An MOF not only needs to soak up lots of hydrogen; it must also release it easily. The ideal binding strength—measured as the heat of absorption—is between 15 and 25 kilojoules per mole of hydrogen (kJ/mol). Below that range the grip is too loose, and the natural energy of hydrogen is enough for it to wriggle free of the cage. Above that range, the grip is too tight, and the system must be heated to push hydrogen out. “It’s like a Goldilocks zone,” says Hayden Evans, a chemist at the National Institute of Standards and Technology.

The nickel-based MOF has a near ideal binding energy of 14 kJ/mol, because the nickel atoms attract the slightly polar hydrogen molecule through weak electrostatic forces, Long explains. Baker Hughes, an offshoot of General Electric, is exploring using the material to store hydrogen and carbon dioxide captured from industrial furnaces.

In 2021, Long and colleagues followed up with a vanadium-based MOF that grabs hydrogen molecules more tightly at 21 kJ/mol, in the heart of the Goldilocks zone. But these MOFs store less hydrogen than their nickel-based cousins, because only a subset of the vanadium atoms have the right number of positive charges to attract hydrogen.

Competition is now rising from aluminum, which costs just over 1/10 as much as nickel and 1/13 as much as vanadium. In 2022, Anthony Cheetham, a UC Santa Barbara chemist, and his colleagues laid the groundwork when they reported an aluminum-based MOF that looked promising for capturing carbon dioxide. The aluminum MOF requires less energy to release the captured carbon than more conventional liquid carbon-capture compounds, and its small pore size naturally excludes nitrogen gas, the primary component of the atmosphere.

Now, in the JACS paper, Cheetham, Evans, and colleagues have tested the aluminum MOF for hydrogen storage.

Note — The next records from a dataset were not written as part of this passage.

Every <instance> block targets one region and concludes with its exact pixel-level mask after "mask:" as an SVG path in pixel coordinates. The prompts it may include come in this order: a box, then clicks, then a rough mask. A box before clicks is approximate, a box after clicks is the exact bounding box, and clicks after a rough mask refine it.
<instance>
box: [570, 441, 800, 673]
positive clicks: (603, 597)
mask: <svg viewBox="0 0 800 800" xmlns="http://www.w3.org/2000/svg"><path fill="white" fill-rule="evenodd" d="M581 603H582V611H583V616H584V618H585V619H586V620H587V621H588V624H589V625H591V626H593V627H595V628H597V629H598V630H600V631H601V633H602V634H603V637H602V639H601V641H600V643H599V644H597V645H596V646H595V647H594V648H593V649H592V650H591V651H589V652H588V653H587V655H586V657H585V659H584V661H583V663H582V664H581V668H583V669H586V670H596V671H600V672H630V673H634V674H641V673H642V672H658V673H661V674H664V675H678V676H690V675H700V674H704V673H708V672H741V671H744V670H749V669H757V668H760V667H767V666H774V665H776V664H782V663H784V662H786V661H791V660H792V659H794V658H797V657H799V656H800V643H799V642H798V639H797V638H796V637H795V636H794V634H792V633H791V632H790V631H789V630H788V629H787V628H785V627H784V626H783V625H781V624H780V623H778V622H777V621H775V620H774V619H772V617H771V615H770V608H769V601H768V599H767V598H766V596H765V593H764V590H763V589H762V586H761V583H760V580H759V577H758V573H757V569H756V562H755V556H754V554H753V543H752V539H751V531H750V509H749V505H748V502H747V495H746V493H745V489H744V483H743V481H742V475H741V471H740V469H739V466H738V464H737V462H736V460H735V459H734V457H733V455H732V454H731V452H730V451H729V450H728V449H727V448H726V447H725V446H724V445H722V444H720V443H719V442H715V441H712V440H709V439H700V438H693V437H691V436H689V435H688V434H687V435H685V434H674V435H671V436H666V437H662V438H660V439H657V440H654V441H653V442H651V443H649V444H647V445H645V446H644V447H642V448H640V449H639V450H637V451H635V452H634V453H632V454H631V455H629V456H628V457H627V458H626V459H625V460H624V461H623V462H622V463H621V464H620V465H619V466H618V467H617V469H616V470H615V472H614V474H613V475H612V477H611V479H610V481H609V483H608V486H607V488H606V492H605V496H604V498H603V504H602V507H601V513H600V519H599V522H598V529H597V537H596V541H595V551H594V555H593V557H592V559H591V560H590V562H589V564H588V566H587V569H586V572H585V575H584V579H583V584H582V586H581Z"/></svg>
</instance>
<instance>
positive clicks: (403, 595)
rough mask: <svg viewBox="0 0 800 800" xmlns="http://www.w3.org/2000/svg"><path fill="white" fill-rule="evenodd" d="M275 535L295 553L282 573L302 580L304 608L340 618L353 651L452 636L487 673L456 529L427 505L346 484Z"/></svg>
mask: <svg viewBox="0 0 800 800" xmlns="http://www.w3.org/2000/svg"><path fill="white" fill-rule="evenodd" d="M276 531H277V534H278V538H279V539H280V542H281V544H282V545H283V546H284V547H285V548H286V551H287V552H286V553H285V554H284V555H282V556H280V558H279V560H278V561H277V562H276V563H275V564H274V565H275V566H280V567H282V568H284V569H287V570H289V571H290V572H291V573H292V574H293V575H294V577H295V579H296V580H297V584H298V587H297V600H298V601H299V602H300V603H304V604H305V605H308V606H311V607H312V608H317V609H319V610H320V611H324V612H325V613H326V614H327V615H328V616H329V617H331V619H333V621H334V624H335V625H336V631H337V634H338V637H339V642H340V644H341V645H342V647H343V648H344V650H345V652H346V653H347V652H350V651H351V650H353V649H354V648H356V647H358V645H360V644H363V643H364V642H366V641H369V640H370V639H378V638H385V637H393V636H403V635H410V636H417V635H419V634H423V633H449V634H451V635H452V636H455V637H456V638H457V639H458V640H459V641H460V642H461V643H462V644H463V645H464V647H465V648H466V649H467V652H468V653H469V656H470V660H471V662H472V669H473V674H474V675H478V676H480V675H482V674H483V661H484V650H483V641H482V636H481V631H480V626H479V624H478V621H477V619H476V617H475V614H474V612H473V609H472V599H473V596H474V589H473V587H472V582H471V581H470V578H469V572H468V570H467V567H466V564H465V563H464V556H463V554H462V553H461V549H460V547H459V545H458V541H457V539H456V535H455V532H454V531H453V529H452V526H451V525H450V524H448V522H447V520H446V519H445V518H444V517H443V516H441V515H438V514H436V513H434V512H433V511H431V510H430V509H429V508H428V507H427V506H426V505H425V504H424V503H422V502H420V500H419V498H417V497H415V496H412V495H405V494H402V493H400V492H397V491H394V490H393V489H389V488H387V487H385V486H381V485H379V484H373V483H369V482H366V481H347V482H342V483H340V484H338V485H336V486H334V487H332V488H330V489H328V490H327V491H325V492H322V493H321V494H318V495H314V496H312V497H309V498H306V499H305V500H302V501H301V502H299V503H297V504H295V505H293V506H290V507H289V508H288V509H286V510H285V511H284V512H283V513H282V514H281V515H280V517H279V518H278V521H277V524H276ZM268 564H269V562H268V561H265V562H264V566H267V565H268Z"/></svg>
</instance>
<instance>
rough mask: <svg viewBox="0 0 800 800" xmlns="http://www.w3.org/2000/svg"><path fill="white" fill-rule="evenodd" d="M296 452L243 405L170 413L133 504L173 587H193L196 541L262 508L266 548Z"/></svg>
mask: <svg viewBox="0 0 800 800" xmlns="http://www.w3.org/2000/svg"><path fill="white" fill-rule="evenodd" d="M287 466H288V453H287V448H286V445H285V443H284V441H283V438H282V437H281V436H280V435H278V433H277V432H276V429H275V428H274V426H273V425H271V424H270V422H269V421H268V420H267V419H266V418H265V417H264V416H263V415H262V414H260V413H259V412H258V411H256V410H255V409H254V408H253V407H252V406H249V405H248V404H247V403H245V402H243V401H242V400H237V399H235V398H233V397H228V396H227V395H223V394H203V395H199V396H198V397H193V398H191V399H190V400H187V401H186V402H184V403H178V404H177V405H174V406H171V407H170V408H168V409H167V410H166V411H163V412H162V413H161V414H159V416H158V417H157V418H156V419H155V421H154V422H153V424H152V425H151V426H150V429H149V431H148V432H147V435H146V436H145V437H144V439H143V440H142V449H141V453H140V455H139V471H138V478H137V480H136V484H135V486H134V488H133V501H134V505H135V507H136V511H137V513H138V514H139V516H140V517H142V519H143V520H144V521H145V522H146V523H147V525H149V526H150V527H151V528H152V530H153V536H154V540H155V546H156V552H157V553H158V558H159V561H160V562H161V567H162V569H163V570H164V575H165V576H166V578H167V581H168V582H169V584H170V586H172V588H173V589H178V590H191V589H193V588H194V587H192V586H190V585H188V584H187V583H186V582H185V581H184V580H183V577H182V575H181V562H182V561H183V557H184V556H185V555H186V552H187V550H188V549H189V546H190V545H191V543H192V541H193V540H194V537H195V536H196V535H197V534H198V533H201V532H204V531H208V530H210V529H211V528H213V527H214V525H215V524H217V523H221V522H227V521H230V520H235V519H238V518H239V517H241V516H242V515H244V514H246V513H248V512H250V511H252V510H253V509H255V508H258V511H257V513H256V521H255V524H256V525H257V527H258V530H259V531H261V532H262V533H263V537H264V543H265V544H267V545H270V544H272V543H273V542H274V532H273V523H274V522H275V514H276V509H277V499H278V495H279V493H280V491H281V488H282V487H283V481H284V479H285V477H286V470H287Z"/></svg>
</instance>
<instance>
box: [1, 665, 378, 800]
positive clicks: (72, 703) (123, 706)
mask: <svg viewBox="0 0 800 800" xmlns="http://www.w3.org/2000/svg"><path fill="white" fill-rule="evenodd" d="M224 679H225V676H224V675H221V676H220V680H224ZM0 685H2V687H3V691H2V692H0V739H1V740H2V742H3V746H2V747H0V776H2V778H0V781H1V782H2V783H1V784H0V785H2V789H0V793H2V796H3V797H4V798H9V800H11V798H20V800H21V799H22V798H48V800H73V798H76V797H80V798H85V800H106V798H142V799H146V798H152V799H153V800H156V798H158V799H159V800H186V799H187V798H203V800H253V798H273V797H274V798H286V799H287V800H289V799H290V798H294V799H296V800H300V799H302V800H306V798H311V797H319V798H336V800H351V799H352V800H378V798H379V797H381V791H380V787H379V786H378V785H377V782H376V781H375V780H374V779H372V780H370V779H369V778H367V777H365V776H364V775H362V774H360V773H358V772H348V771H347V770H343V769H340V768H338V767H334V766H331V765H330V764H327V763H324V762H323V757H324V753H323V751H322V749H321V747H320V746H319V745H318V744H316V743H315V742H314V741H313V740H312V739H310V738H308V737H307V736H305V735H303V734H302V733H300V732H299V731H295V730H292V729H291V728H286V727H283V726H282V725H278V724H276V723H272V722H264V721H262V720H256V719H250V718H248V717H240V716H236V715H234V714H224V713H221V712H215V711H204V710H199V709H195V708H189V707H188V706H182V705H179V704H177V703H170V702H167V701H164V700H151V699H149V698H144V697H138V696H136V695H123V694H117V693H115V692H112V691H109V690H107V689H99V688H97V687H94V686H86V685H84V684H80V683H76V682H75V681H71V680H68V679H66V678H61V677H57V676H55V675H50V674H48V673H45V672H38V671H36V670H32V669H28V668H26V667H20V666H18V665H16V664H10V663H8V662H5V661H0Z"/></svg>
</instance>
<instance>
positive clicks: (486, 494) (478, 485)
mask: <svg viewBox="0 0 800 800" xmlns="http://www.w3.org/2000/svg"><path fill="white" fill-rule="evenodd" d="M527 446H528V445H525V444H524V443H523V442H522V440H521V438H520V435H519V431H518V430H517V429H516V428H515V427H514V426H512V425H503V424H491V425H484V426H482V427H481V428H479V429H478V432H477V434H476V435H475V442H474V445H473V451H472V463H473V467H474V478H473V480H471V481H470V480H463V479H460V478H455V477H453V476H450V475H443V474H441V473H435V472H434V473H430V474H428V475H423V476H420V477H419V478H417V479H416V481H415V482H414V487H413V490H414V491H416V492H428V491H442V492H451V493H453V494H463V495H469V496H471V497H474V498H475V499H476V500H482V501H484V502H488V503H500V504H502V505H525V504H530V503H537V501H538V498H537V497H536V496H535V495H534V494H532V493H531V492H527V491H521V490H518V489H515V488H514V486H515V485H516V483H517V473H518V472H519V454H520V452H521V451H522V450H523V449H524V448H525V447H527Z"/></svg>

It stores just two-thirds as much gas as the nickel MOF. And with a binding energy of just 8.6 kJ/mol, it must be chilled to about –100°C to store its maximum amount of hydrogen. Nevertheless, Cheetham says the raw materials are so cheap that he expects the MOF to cost just $2 per kilogram. That would easily beat a $10 per kilogram community goal for the production cost of MOFs made from nickel and other more expensive metals. “It’s hard to imagine any MOF being as cheap as this one,” says Zeric Hulvey, who heads hydrogen storage at the U.S. Energy Department’s Office of Energy Efficiency and Renewable Energy.

The modest storage capacity means the new MOF isn’t likely to work for storing hydrogen in fuel cell vehicles, where volume and weight are critical constraints. However, the combination of low cost, mild operating pressures, and a manageable cooling requirement already points to a practical use, Hulvey says: storing hydrogen for backup power sources that could replace diesel generators at industrial operations, such as data centers.

Cheetham says he and his team want to show they can produce the aluminum MOF in large amounts, beyond the kilograms they can already synthesize. They’re also working on tweaking the structure of the MOF, spiking it with small amounts of iron and other metals to see whether they can further increase its hydrogen storage capacity. Cheetham says: “There is lots of chemistry to explore.”